Зуд любопытства невыносим.
Отдам за слово любого мага
четыре года и сорок зим.
Мелькают: бублик от токамака,
нью-йорков тыщи и хиросим.
Спит Эвридика. На дне Итака.
Но что ж, однако, за всем за сим?
Я поскользнулся вчера на сыре:
слегка пониже синяк виска.
Опять маячу покамест в тире:
дощелкал как-то до сорока.
Когда ж отчалим? Уже четыре.
Прощай, дружище! Пока-пока.
Чего тут мяться, шагай пошире!
Поберегись-ка товарняка.
Давай-ка трогай! Поддай-ка газу!
К лицу составу — что шарф, что дым.
Четыре слова закончить фразу:
невероятен — но не любим.
ВАРЕЖКА
«Взять под мышку рисунок Моди и уйти».
Ахматова
Благодарю не за «Данаю», —
за пару карандашных ню.
Благодарю за то, что знаю,
что ничего не сохраню.
И за прострелы в пояснице,
и за снотворную траву.
За то, что мне порою снится,
уж не волнуя наяву.
За то, что мальчики так робки,
а нынче, видишь, плачу я.
Всего нашлась на дне коробки
случайно варежка — ничья.
За то, что летом пахнет мыло,
и за мурашки по спине.
Благодарю за все, что было.
Благодарю за все, что не…
КУПАЛЬЩИЦЫ
Гуляй, гуляй, подружка, Натали,
по берегам незамерзающего Рейна.
Уважь, Борей, обрывки туч развей на
десятки миль. Пусть видится вдали
лишь, скажем, лес. Иль вилла. Круг бассейна.

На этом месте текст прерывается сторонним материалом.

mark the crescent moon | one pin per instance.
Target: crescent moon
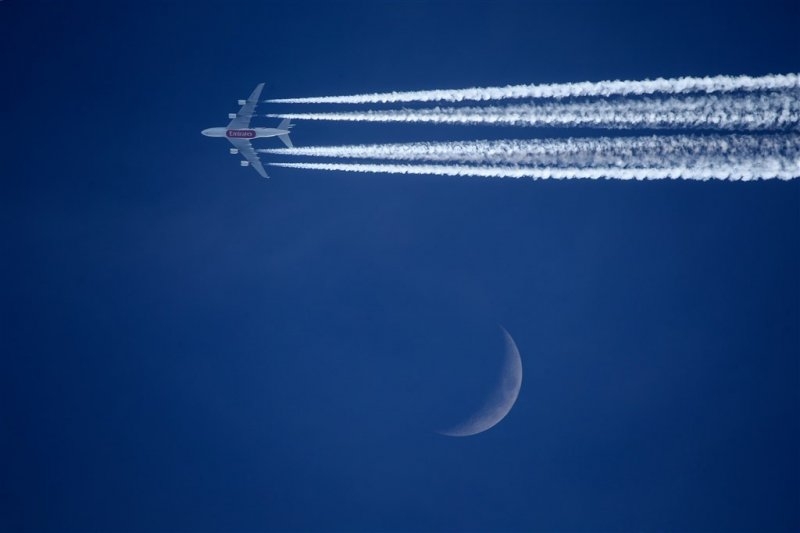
(500, 401)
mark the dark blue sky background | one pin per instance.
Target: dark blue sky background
(188, 347)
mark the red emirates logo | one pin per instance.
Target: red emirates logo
(241, 134)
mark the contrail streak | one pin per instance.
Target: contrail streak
(772, 151)
(751, 112)
(714, 84)
(723, 172)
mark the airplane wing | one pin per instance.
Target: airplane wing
(246, 149)
(242, 120)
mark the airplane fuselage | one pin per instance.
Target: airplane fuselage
(248, 133)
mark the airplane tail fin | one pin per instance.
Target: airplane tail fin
(286, 140)
(286, 124)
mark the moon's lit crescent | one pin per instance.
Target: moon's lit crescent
(500, 401)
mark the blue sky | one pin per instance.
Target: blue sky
(188, 347)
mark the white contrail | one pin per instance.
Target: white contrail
(750, 112)
(781, 150)
(722, 172)
(714, 84)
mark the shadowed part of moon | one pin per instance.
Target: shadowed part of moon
(500, 401)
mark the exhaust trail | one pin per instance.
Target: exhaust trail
(768, 111)
(685, 85)
(780, 151)
(723, 172)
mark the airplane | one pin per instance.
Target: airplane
(239, 132)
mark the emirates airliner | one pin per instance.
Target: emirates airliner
(239, 132)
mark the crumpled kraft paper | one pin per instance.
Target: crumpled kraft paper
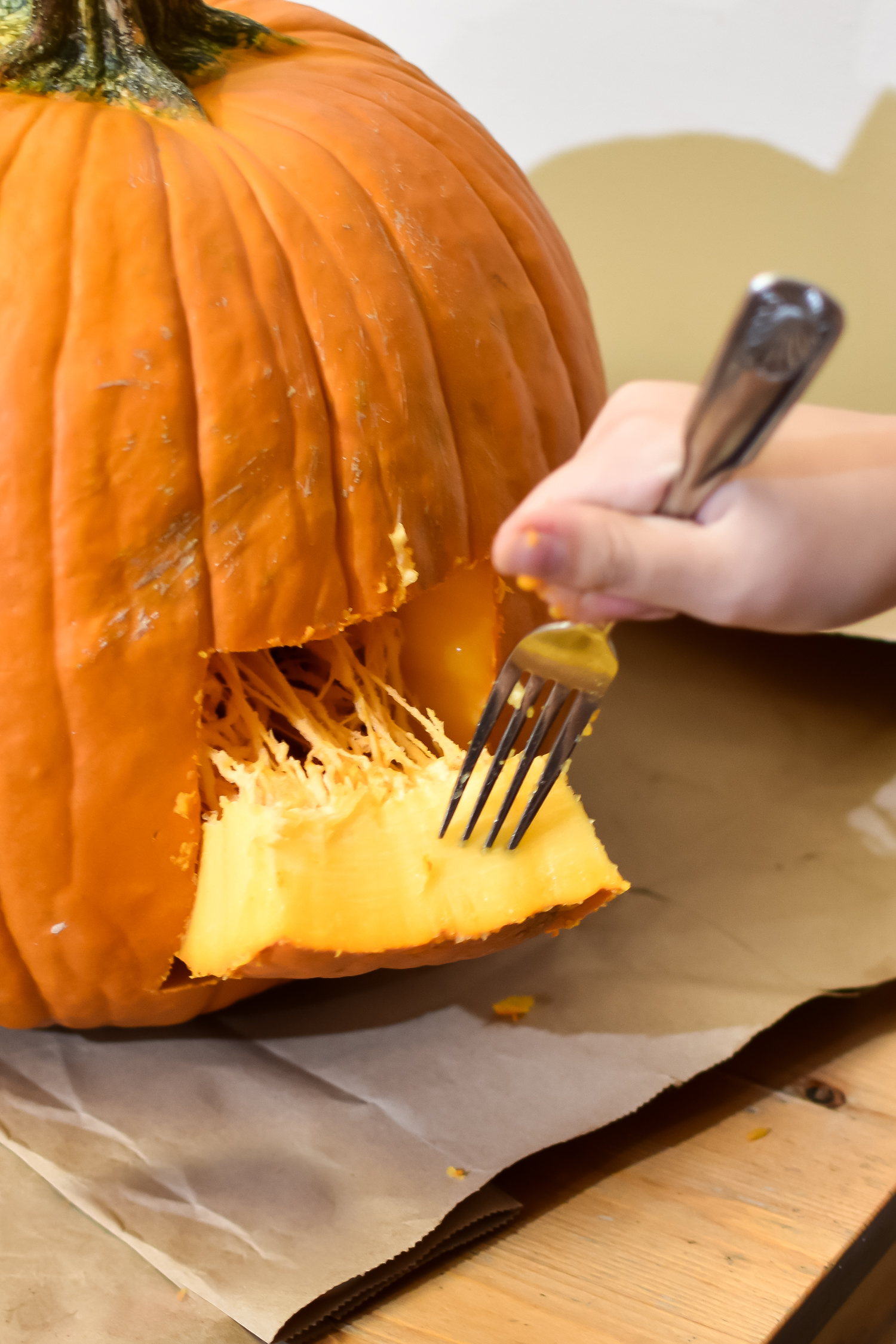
(271, 1155)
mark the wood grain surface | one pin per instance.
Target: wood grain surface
(676, 1225)
(686, 1223)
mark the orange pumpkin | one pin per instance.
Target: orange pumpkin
(260, 342)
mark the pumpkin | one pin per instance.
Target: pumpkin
(285, 337)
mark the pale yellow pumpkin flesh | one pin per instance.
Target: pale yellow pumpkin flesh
(332, 850)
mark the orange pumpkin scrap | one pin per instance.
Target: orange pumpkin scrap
(285, 337)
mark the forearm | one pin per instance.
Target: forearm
(803, 539)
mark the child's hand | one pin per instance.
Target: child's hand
(805, 539)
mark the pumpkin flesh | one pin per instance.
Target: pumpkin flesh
(317, 862)
(240, 351)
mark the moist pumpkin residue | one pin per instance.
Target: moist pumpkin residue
(323, 789)
(315, 723)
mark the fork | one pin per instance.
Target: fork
(781, 336)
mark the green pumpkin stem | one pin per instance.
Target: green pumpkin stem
(135, 53)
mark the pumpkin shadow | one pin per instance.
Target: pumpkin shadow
(667, 232)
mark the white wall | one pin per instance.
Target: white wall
(547, 76)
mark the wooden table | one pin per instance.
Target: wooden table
(731, 1210)
(676, 1226)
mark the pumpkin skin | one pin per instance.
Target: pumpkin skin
(237, 352)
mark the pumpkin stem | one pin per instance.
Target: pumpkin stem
(135, 53)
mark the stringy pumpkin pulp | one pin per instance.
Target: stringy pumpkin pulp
(321, 808)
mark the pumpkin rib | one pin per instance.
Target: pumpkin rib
(285, 546)
(38, 768)
(373, 467)
(474, 413)
(317, 625)
(131, 596)
(19, 987)
(579, 351)
(444, 468)
(582, 390)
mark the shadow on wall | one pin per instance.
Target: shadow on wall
(668, 232)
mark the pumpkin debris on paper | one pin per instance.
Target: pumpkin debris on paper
(514, 1007)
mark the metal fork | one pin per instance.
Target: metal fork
(780, 339)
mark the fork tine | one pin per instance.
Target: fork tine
(553, 707)
(576, 722)
(498, 699)
(511, 734)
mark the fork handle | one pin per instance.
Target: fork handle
(782, 335)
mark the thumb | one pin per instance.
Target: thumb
(650, 561)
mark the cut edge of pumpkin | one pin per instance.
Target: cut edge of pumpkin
(287, 961)
(320, 814)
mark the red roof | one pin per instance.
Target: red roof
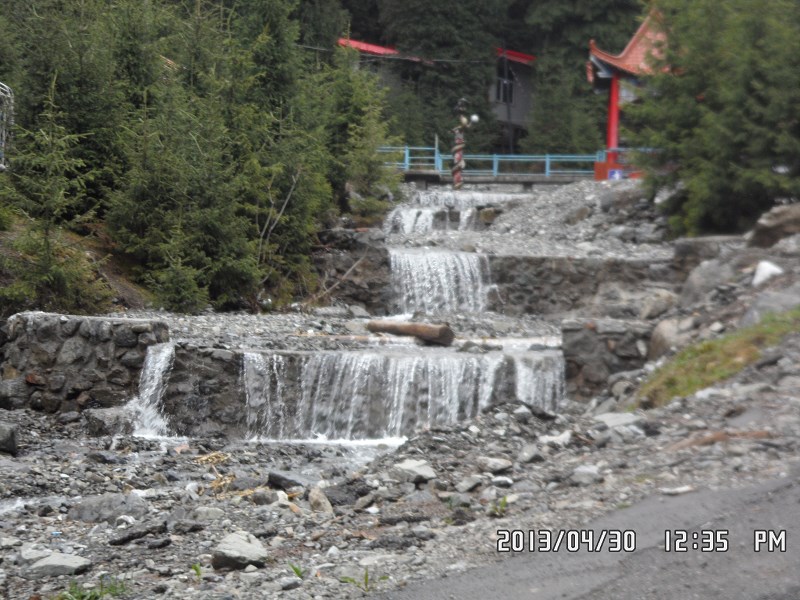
(367, 48)
(514, 56)
(634, 59)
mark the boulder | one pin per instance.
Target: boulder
(703, 279)
(765, 271)
(657, 304)
(108, 421)
(494, 465)
(238, 550)
(769, 302)
(319, 501)
(8, 439)
(57, 564)
(108, 507)
(415, 471)
(778, 223)
(668, 333)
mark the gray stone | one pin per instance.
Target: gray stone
(666, 335)
(771, 302)
(704, 279)
(618, 419)
(530, 453)
(58, 564)
(468, 484)
(657, 304)
(237, 550)
(8, 439)
(319, 501)
(415, 471)
(765, 271)
(522, 414)
(290, 583)
(208, 513)
(108, 508)
(586, 475)
(285, 480)
(778, 223)
(108, 421)
(494, 465)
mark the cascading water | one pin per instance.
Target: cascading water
(431, 280)
(539, 387)
(362, 395)
(149, 419)
(461, 200)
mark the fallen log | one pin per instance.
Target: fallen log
(433, 334)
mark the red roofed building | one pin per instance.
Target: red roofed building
(510, 94)
(619, 74)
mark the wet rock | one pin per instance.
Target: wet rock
(494, 465)
(586, 475)
(108, 507)
(530, 453)
(468, 484)
(8, 439)
(765, 271)
(108, 421)
(778, 223)
(415, 471)
(58, 564)
(319, 501)
(238, 550)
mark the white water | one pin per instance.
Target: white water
(539, 387)
(431, 280)
(461, 200)
(365, 395)
(146, 406)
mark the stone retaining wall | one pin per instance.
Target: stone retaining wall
(65, 363)
(546, 285)
(594, 349)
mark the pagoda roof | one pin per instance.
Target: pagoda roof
(634, 59)
(367, 48)
(517, 57)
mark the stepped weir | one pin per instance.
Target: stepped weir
(366, 391)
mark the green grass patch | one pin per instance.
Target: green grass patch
(705, 363)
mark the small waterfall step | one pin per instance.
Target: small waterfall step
(437, 280)
(146, 406)
(372, 395)
(446, 210)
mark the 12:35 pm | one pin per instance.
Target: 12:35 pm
(703, 540)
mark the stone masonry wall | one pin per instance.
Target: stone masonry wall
(66, 363)
(594, 349)
(546, 285)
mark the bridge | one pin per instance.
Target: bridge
(427, 163)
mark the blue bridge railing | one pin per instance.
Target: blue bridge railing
(428, 158)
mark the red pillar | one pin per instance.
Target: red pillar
(612, 137)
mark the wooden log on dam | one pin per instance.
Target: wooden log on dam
(432, 334)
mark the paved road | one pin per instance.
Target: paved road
(650, 573)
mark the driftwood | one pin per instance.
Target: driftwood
(433, 334)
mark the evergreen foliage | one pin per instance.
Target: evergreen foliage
(722, 111)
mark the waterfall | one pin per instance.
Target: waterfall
(431, 280)
(264, 377)
(366, 395)
(461, 200)
(149, 419)
(539, 380)
(409, 220)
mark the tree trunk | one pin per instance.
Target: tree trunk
(433, 334)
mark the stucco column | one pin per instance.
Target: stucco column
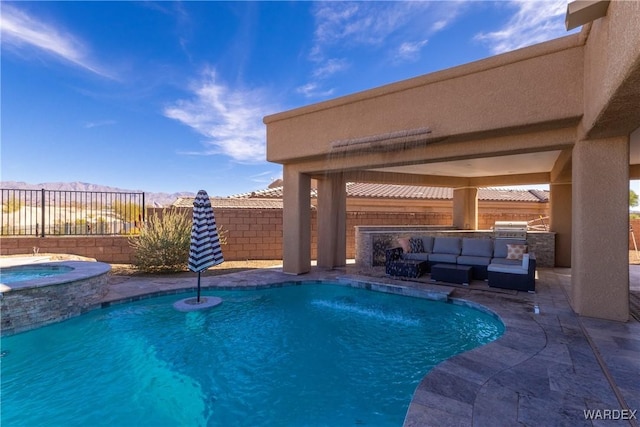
(332, 220)
(560, 221)
(465, 208)
(296, 222)
(600, 243)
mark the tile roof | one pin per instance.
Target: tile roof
(261, 198)
(232, 203)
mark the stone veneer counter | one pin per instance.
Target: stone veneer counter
(372, 241)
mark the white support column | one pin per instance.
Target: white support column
(296, 218)
(600, 232)
(560, 221)
(332, 220)
(465, 208)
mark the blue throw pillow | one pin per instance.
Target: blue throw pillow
(416, 245)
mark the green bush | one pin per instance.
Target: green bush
(163, 243)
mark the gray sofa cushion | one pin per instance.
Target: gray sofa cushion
(500, 246)
(473, 260)
(427, 243)
(449, 245)
(417, 256)
(477, 247)
(416, 245)
(444, 258)
(505, 261)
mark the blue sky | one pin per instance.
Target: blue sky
(170, 96)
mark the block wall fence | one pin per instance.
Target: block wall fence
(252, 234)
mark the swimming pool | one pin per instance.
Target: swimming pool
(315, 354)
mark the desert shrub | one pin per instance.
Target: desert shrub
(163, 243)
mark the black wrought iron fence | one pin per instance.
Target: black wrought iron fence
(56, 212)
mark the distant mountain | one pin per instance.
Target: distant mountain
(151, 199)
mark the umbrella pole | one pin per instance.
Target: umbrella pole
(198, 299)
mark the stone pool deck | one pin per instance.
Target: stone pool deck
(552, 368)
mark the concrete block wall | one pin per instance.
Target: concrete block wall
(251, 234)
(110, 249)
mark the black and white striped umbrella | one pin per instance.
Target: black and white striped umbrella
(205, 250)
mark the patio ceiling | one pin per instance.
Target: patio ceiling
(486, 166)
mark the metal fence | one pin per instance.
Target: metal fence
(56, 212)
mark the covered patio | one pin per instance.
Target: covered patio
(564, 113)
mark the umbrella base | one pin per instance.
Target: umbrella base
(192, 304)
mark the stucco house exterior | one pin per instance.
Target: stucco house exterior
(564, 112)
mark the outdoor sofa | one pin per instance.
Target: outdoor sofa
(500, 261)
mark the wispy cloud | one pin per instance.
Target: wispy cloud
(395, 31)
(533, 22)
(21, 31)
(409, 51)
(314, 90)
(231, 120)
(100, 123)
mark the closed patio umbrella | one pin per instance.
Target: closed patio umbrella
(205, 250)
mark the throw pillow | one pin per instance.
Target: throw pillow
(416, 245)
(516, 251)
(404, 244)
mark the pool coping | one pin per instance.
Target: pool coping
(80, 270)
(547, 369)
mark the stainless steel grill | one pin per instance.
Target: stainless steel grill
(510, 230)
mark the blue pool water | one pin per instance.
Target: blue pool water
(29, 272)
(315, 354)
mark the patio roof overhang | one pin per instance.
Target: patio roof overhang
(504, 120)
(564, 112)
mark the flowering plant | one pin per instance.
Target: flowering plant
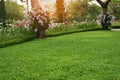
(105, 20)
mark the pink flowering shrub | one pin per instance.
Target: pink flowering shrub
(105, 20)
(38, 21)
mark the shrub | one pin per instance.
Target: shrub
(14, 35)
(38, 21)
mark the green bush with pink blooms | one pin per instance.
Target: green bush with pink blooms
(37, 20)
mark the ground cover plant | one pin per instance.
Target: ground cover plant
(90, 55)
(14, 35)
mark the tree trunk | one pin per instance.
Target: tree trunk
(104, 6)
(41, 33)
(36, 5)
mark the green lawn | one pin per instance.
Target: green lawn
(93, 55)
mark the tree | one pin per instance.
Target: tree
(82, 10)
(40, 20)
(14, 10)
(60, 10)
(2, 12)
(105, 18)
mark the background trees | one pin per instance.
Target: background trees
(114, 6)
(14, 10)
(2, 12)
(60, 8)
(83, 10)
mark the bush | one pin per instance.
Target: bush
(13, 35)
(72, 28)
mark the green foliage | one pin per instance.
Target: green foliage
(2, 13)
(72, 28)
(14, 10)
(60, 8)
(13, 35)
(81, 10)
(91, 55)
(115, 8)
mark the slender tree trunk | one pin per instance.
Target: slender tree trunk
(36, 5)
(104, 6)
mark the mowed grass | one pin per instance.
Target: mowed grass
(93, 55)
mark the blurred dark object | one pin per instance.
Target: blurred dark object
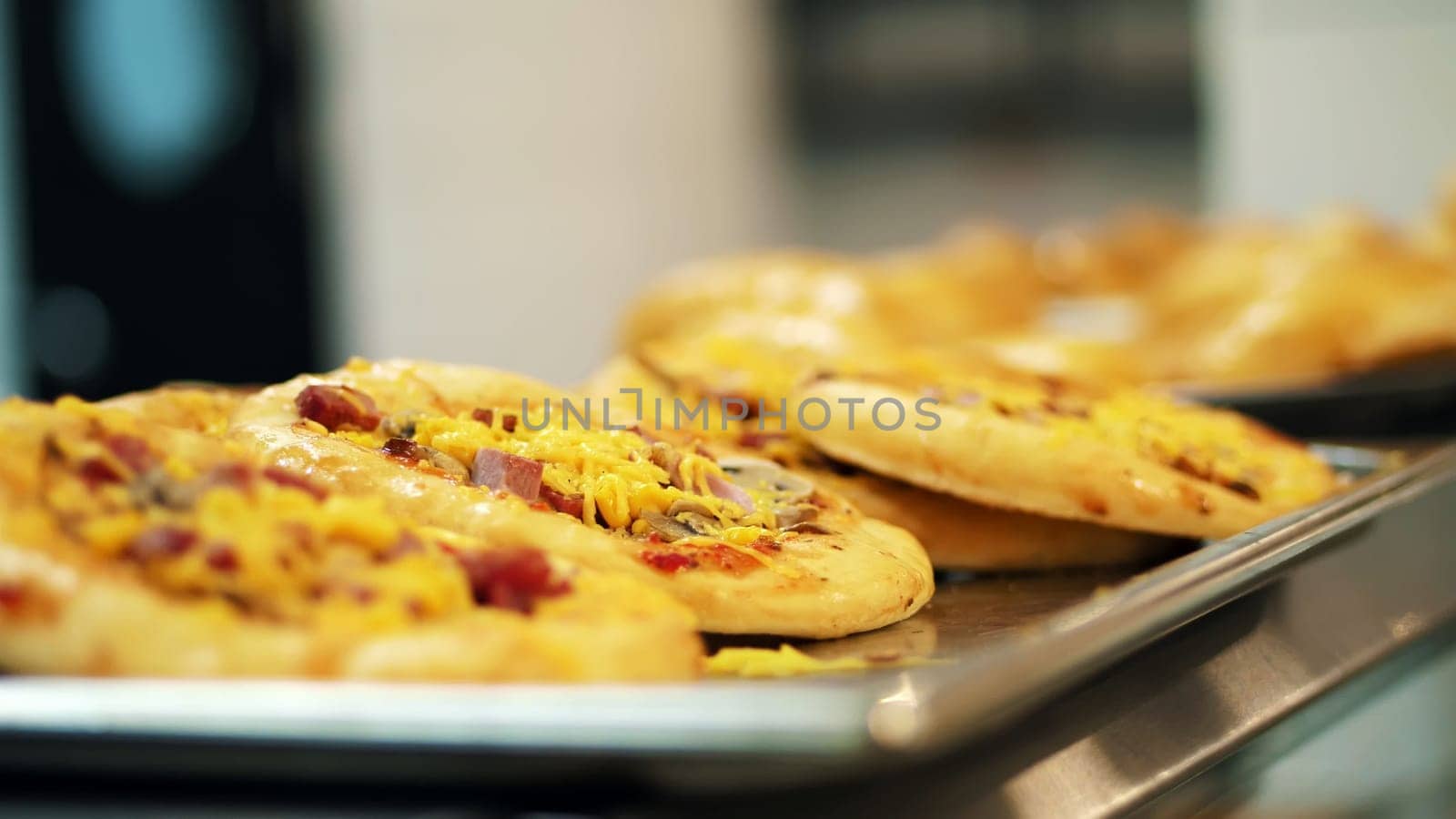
(945, 70)
(1409, 398)
(165, 206)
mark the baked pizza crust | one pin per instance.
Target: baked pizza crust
(1009, 462)
(69, 611)
(965, 535)
(191, 405)
(864, 576)
(957, 533)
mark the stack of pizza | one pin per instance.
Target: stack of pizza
(788, 445)
(421, 521)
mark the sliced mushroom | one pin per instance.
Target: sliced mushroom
(766, 474)
(446, 462)
(791, 516)
(157, 487)
(400, 424)
(689, 506)
(810, 528)
(669, 460)
(669, 528)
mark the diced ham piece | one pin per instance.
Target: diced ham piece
(672, 562)
(570, 504)
(727, 490)
(96, 472)
(339, 407)
(160, 542)
(504, 471)
(404, 448)
(488, 419)
(510, 579)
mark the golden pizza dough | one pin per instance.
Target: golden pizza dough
(842, 574)
(193, 405)
(128, 548)
(957, 533)
(1126, 460)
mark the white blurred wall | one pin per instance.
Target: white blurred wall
(1318, 101)
(507, 175)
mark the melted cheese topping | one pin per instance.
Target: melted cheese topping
(1212, 445)
(619, 475)
(342, 564)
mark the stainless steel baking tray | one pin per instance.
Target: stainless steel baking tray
(994, 649)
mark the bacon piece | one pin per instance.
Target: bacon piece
(133, 452)
(339, 407)
(759, 440)
(570, 504)
(96, 471)
(286, 479)
(404, 448)
(672, 562)
(488, 419)
(160, 542)
(510, 579)
(504, 471)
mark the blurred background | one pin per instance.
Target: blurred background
(240, 189)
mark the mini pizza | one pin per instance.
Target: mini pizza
(130, 548)
(1123, 458)
(184, 405)
(750, 547)
(1299, 305)
(814, 300)
(957, 533)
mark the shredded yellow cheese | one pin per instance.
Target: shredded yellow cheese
(785, 661)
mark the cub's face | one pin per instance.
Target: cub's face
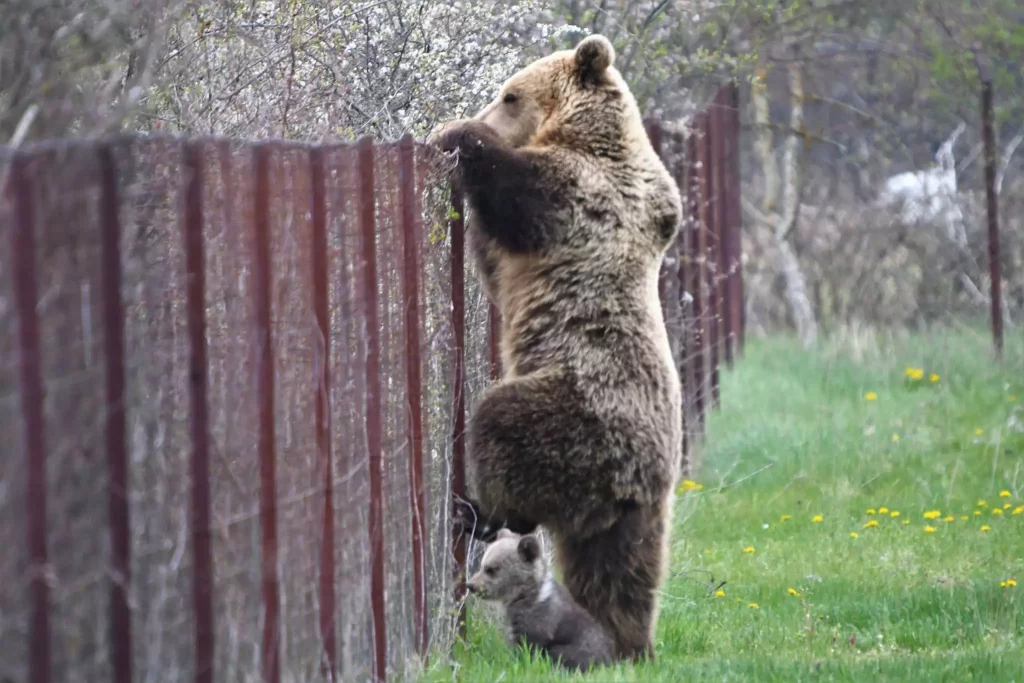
(511, 565)
(551, 86)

Квадрат окна. Да просто: край земли.
Спеши, спеши, живи, не унывай.
Что в кулачке зажатая крупица
песка венецианского, что лица —
на мандале узор.
Гремит трамвай.
Такую дрянь качает зыбь у свай,
что даже неохота утопиться.
Забудь, забудь. Я тоже берегу
лишь звук имен (о, боже: Анна, Анна!).
Я вижу мир сквозь зрение Сезанна:
купальщицы на ближнем берегу —
мираж, мираж, но каждая — желанна.
И ветви гнет безветрие в дугу.
ДУША
Не сокрушайся ни о чем.
Смотри, как солнечным лучом
зажжен жасмин. Идет июль.
Мелькает в окнах белый тюль.
Еще не высохла роса.
До электрички полчаса.
И бесшабашный мотылек
ползет по шпалам поперек.
И ты не бойся, не беда,
что ноет сердце иногда.
Ты так скажи: печаль легка.
А кочевые облака,
как будто выводок утят,
по небу светлому летят
в края иные не спеша.
И веришь вдруг, что есть душа.
ПАМЯТНИК
Я, собственно, тебя и помню-то едва ли.
И вряд ли б отыскал, плутая меж оград,
без помощи отца тот камень, где вначале
фамилия… твоя. А далее — подряд
еще пяток имен. Везде в России тесно,
и бабушке моей достался лишь петит.
А строчку про меня и вовсе не известно
куда теперь гравер, поохав, поместит.
Тут нужен ювелир. Сказать бы что-то вроде:
«огромный пласт угля сжимается в алмаз».
Но стайка воробьев шумит о непогоде,
и время не глядит, прищурившись, на нас.
Наш опыт непохож. Тревожные громады
холодных городов. Послевоенный быт.
Рассветные дымки гудкам фабричным рады,
и спутники пищат восторженно с орбит.
Как сладко бы я жил, избавлен от сомнений,
державою гордясь, ее простой полпред,
от потных прыгунов до чудных озарений:
от эллинских забав до шахматных побед.
Но в век, когда шутя машина б одолела
Набокова, игру волшебную губя,
не выпорхнешь, увы, как ласточка, из тела.
И я учусь глядеть иначе на себя.
И кажется, теперь, заговорив с тобою,
таким, как прежде, я не буду никогда.
Как дорог этот мир морщинкою любою.
Опять попала в глаз соринка… иль звезда.
Взгрустнет ли обо мне потомок мой надменный?
Оплачет ли меня огромная страна?
К картонным небесам приклеен месяц медный,
но влага на губах горька и солона.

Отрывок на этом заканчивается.